“Nothing I can do will bring them back, but I will do everything I can to kill the vampire that did it.”
“We're about saving lives, Marshal, not taking them,” Grimes said.
I opened my mouth, closed it, and tried to say something that wouldn't upset him more. “I don't save lives, Lieutenant, I take them.”
Rocco said, “Don't you believe that killing the vampires saves their future victims?”
I thought about it, then shook my head. “I used to, and it may even be true, but it just feels like I kill people.”
“People,” he said, “not monsters.”
“Once I believed they were monsters.”
“And now?” Rocco asked.
I shrugged and looked away. I was seeing a lot of empty land and the beginnings of strip malls. It might have been Vegas, but the landscape was more Anywhere, USA.
“Don't tell me the infamous Anita Blake is going soft?” This from Hooper.
Grimes said, “Hooper,” in a voice that clearly meant he was in trouble with the boss.
Hooper didn't apologize. “You've told me my team is her go. I need to know, Lieutenant. We all need to know.”
Rocco didn't so much as move or even wince; he went very still, as if he wasn't sure what was about to happen. Just that reaction from him let me know that they didn't question their looie much, if ever. That Hooper did it now showed just how upset they all were about the men they'd lost and the men in the hospital. That moment was Hooper's way of grieving.
I sat beside Rocco and let the weighted silence stretch in the truck. I was going to follow the sergeant's lead.
Grimes finally said, “You don't learn if you can trust someone from asking questions, Sonny.”
“I know that, Lieutenant, but it's all we have time for.”
I felt tension slide out of Rocco as he sat beside me. I took that as a good sign, and waited.
Grimes looked at me. “We can't ask if you've gone soft, Marshal. That would be rude, and I think you'd answer it the way any of us would: no.”
I smiled and shook my head. “I'll kill your vampire for you, Grimes. I'll kill anyone who helps him. I'll kill everyone the warrant lets me kill. I'll get revenge for your men.”

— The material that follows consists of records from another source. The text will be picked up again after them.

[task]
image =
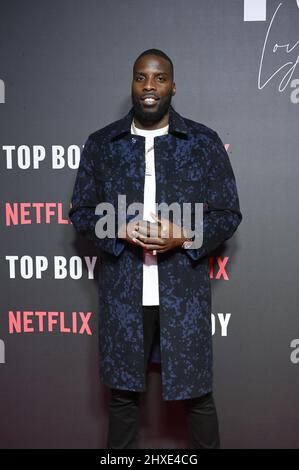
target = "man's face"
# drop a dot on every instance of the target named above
(152, 88)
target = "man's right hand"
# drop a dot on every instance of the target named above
(125, 232)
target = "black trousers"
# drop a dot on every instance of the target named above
(123, 419)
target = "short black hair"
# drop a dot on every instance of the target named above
(159, 53)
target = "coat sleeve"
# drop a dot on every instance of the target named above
(221, 214)
(85, 199)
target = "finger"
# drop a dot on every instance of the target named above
(150, 240)
(155, 217)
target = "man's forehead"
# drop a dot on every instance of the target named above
(152, 62)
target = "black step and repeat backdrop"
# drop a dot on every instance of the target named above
(65, 71)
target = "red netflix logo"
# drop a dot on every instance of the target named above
(48, 322)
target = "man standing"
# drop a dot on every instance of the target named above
(155, 286)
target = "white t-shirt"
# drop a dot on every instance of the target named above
(150, 288)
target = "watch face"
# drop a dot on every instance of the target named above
(187, 244)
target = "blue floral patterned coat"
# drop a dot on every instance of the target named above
(191, 165)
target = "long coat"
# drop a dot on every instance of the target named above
(191, 165)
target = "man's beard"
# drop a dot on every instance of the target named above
(149, 117)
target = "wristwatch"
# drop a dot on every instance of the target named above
(189, 240)
(187, 243)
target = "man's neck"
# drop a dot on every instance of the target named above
(152, 126)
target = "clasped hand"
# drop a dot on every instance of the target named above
(157, 237)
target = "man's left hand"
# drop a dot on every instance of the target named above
(158, 237)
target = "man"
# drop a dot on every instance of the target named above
(155, 286)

“We aren't about vengeance,” Grimes said.
“I am,” I said.
Grimes looked down at his one big hand where it lay on the seat. He raised brown eyes up to me then, face solemn. “We can't be about vengeance, Marshal Blake. We're the police. We're the good guys. Only the criminals get to do revenge. We uphold the law. Vengeance takes the law away.”
I looked at him and saw that he meant it, down to the bottom of his eyes. “That is a brave and wonderful sentiment, Lieutenant, but I've held people I cared about while they died at the hands of these things. I've seen families destroyed.” I shook my head. “Vittorio is evil, not because he's a vampire but because he's a serial killer. He takes pleasure in the death and pain of others. He will keep killing until we stop him. The law gives me the legal right to do the stopping. If you don't want it to be about revenge for your men, then that's your concern. He'll be dead no matter whose death I'm avenging.”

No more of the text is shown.